C’est d’ailleurs la raison pour laquelle la firme a choisi de ne pas lancer de fonds négocié en Bourse (FNB). « Avec un FNB, on ne sait pas exactement qui achète ton produit », dit-il.

La société entend plutôt bâtir une relation étroite avec les conseillers afin de leur expliquer sa philosophie d’investissement et son processus de gestion. « L’idée, c’est vraiment de travailler avec les conseillers […] d’être capable de s’asseoir, de les rencontrer, d’expliquer notre proposition de valeur, puis comment nous faisons les choses et pourquoi nous le faisons ainsi », explique David Després.

En prévision de cette nouvelle étape, LetkoBrosseau a engagé une équipe de wholesalers (démarcheurs). « Ils vont travailler pour nous à l’interne, communiquer avec les conseillers directement et les servir », précise-t-il. À terme, certains partenaires externes pourraient également être ajoutés à l’équipe.

Une approche de gestion fondée sur une recherche approfondie

Les nouveaux fonds proposés par LetkoBrosseau reproduisent exactement les stratégies institutionnelles qui ont fait sa réputation, la firme étant reconnue pour sa gestion de type valeur et sa recherche fondamentale très approfondie.

Une approche caractérisée notamment par l’embauche de profils techniques spécialisés. « Nous favorisons des gens qui ont une expertise technique, comme des ingénieurs, des géologues ou des ingénieurs miniers », explique-t-il. Le géologue et l’ingénieur minier vont ensuite identifier les meilleures opportunités dans le secteur minier. « Nous croyons que cela nous donne un avantage en matière de compréhension des industries dans lesquelles nous investissons. L’idée étant d’aller chercher l’expertise technique et la bonifier avec notre approche valeur à l’investissement », ajoute-t-il.

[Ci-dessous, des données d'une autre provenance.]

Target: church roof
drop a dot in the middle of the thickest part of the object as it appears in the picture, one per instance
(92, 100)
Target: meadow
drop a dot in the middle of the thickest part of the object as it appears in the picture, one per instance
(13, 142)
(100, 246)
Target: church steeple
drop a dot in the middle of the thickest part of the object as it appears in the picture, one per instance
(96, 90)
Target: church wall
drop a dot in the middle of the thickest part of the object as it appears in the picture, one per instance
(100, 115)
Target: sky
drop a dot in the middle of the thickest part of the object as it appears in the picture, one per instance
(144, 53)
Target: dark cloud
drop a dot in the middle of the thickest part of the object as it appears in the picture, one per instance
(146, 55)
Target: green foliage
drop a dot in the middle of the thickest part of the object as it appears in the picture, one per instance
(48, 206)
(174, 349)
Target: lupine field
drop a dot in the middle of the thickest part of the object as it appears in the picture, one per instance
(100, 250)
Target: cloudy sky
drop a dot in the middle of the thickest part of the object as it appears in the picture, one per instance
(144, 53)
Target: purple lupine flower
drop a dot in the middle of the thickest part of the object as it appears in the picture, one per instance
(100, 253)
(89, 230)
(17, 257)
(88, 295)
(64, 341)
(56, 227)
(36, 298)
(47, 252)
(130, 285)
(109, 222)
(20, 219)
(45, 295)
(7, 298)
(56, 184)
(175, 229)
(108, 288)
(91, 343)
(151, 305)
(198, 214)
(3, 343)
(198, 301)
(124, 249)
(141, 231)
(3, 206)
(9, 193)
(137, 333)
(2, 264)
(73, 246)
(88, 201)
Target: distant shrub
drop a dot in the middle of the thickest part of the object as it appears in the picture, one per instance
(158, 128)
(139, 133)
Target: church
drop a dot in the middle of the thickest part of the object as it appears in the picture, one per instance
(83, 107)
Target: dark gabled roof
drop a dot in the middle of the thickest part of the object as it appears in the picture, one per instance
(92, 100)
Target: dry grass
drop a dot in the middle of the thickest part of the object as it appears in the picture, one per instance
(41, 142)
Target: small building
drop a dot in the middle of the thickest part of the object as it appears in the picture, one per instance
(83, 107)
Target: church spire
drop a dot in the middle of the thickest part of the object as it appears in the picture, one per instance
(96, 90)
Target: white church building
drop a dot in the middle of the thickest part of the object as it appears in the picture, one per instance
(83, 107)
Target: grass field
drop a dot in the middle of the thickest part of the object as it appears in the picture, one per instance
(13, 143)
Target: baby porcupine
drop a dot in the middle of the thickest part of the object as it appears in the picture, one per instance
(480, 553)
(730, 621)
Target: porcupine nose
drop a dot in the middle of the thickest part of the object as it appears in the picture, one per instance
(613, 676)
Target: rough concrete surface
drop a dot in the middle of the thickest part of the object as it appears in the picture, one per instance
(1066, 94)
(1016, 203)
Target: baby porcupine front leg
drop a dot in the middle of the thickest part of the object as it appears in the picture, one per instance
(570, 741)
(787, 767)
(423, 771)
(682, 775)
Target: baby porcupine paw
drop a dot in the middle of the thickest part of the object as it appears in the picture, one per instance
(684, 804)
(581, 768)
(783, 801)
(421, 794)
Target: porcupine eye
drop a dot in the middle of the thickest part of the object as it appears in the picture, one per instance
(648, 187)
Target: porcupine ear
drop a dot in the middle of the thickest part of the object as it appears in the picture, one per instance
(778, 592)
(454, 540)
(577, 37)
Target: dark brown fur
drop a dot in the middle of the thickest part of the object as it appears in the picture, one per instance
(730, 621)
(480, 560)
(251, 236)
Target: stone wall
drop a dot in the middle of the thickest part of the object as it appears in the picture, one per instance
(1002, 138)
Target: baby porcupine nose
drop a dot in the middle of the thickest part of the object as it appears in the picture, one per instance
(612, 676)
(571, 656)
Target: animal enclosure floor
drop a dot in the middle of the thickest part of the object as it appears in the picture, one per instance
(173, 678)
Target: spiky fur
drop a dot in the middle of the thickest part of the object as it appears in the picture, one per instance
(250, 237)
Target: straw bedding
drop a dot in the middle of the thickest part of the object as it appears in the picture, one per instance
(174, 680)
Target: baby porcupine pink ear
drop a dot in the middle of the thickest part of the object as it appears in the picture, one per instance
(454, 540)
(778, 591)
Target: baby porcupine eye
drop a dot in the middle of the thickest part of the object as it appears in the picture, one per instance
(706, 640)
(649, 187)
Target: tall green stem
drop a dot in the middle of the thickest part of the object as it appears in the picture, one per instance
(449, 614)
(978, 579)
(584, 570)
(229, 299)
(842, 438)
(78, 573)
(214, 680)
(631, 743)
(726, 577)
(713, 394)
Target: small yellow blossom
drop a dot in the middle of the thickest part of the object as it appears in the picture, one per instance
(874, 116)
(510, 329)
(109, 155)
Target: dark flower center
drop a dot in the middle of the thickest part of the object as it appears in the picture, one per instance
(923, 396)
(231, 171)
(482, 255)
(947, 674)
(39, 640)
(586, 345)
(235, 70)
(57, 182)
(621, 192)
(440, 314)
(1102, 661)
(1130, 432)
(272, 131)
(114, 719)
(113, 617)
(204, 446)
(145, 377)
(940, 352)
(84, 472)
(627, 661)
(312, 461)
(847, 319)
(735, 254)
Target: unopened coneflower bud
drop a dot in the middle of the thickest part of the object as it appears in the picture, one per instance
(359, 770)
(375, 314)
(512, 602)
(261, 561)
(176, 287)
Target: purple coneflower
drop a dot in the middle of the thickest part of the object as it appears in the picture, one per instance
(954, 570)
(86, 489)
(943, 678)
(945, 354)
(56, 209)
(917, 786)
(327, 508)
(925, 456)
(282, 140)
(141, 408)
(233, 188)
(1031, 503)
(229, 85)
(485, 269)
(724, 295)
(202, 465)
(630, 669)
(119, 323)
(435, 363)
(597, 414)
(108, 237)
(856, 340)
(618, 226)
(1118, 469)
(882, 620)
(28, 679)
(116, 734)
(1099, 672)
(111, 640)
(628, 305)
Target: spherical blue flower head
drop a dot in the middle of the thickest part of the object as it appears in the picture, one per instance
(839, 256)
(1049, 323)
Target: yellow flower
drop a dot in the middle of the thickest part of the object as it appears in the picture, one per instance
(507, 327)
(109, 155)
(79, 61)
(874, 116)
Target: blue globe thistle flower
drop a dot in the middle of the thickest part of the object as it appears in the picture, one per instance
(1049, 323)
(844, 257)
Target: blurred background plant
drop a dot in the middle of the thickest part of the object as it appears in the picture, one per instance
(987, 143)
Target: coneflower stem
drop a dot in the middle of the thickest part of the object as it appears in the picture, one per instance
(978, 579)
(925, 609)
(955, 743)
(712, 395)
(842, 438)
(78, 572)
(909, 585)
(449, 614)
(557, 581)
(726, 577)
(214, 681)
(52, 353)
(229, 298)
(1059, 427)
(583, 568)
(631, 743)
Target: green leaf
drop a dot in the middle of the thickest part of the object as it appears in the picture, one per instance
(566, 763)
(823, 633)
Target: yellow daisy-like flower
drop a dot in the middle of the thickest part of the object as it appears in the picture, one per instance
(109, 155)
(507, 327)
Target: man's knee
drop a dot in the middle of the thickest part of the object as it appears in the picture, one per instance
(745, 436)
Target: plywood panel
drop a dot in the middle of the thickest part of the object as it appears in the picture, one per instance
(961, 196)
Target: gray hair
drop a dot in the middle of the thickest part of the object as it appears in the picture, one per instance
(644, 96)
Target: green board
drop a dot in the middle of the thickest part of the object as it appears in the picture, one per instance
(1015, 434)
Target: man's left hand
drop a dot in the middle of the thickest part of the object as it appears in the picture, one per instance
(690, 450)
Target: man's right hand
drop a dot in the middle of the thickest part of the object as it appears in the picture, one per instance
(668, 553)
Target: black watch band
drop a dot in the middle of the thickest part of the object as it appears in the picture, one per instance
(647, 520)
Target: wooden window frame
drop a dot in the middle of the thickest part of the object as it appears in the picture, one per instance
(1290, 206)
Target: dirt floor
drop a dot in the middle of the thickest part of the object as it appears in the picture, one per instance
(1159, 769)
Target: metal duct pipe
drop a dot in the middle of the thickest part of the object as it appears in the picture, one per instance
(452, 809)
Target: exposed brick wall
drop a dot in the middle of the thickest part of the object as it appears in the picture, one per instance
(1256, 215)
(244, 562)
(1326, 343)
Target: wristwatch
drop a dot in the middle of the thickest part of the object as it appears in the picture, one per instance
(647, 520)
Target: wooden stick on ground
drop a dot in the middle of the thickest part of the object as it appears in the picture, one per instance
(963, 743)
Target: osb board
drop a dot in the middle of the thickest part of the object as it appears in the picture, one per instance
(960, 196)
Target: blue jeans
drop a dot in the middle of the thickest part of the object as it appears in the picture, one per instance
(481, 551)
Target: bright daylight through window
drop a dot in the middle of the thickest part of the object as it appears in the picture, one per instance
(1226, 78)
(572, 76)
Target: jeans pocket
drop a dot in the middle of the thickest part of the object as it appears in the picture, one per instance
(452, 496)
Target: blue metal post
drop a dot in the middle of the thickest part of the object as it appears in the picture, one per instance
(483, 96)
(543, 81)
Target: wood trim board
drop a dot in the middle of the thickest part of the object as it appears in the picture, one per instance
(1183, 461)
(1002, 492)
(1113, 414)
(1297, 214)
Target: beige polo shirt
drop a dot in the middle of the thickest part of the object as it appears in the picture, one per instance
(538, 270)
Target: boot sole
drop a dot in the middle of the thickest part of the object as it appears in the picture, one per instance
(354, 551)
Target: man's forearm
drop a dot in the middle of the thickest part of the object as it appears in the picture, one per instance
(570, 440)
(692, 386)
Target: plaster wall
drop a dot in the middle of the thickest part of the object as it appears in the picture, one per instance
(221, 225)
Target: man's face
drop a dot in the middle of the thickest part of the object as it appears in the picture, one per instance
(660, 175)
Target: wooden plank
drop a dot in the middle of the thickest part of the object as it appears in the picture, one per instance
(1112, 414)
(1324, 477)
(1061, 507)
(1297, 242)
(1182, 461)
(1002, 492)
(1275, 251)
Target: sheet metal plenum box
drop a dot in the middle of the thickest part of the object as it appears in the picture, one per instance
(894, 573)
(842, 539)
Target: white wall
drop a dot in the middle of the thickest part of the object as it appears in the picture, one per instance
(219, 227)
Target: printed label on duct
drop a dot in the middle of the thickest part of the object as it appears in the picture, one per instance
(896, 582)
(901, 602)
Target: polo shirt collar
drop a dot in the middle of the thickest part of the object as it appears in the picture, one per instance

Les portefeuilles sont ainsi construits selon une approche fondée sur de « fortes convictions ». Cela explique pourquoi LetkoBrosseau revendique une grande indépendance à l’égard des indices boursiers. « Ça ne nous dérange pas de dévier du benchmark », affirme David Després. Il rappelle d’ailleurs qu’après la crise financière de 2008, la firme était devenue dès 2009, le principal actionnaire d’Air Canada, alors que le titre ne faisait même pas partie des principaux indices boursiers.

Finalement, le gestionnaire indépendant se distingue aussi par sa gestion du risque et sa vision à très long terme. « Toutes les situations d’investissement pour nous commencent par une compréhension du risque », évoque le dirigeant. Selon lui, l’objectif consiste à éviter les pertes permanentes de capital plutôt que de simplement minimiser l’écart par rapport aux indices. Ainsi, LetkoBrosseau adopte une philosophie de « propriétaire à long terme ».

Historique de performance transféré

Les huit fonds lancés par LetkoBrosseau couvrent presque l’ensemble des stratégies institutionnelles de la firme.

Parmi les solutions offertes figurent notamment des fonds :

  • d’actions canadiennes ;
  • internationales ;
  • de marchés émergents ;
  • d’infrastructures ;
  • équilibrés ;
  • et obligataires.

David Després indique que la firme a obtenu une dispense réglementaire de l’Autorité des marchés financiers lui permettant d’utiliser l’historique de performance à long terme de la firme pour les stratégies concernées. « Il s’agit de produits gérés exactement selon la même philosophie et par la même équipe. En fait, ce sont les mêmes stratégies, ce qui signifie que les conseillers auront accès à des stratégies déjà bien établies plutôt qu’à de nouveaux fonds sans historique », résume-t-il.

LetkoBrosseau souhaite également offrir une structure tarifaire « très compétitive », mentionne David Després. Selon lui, les frais des fonds offerts se trouvent « bien en dessous de ceux des joueurs traditionnels du secteur des fonds communs ». Ils se rapprochent davantage « des frais associés aux FNB, tout en offrant une gestion active », affirme-t-il.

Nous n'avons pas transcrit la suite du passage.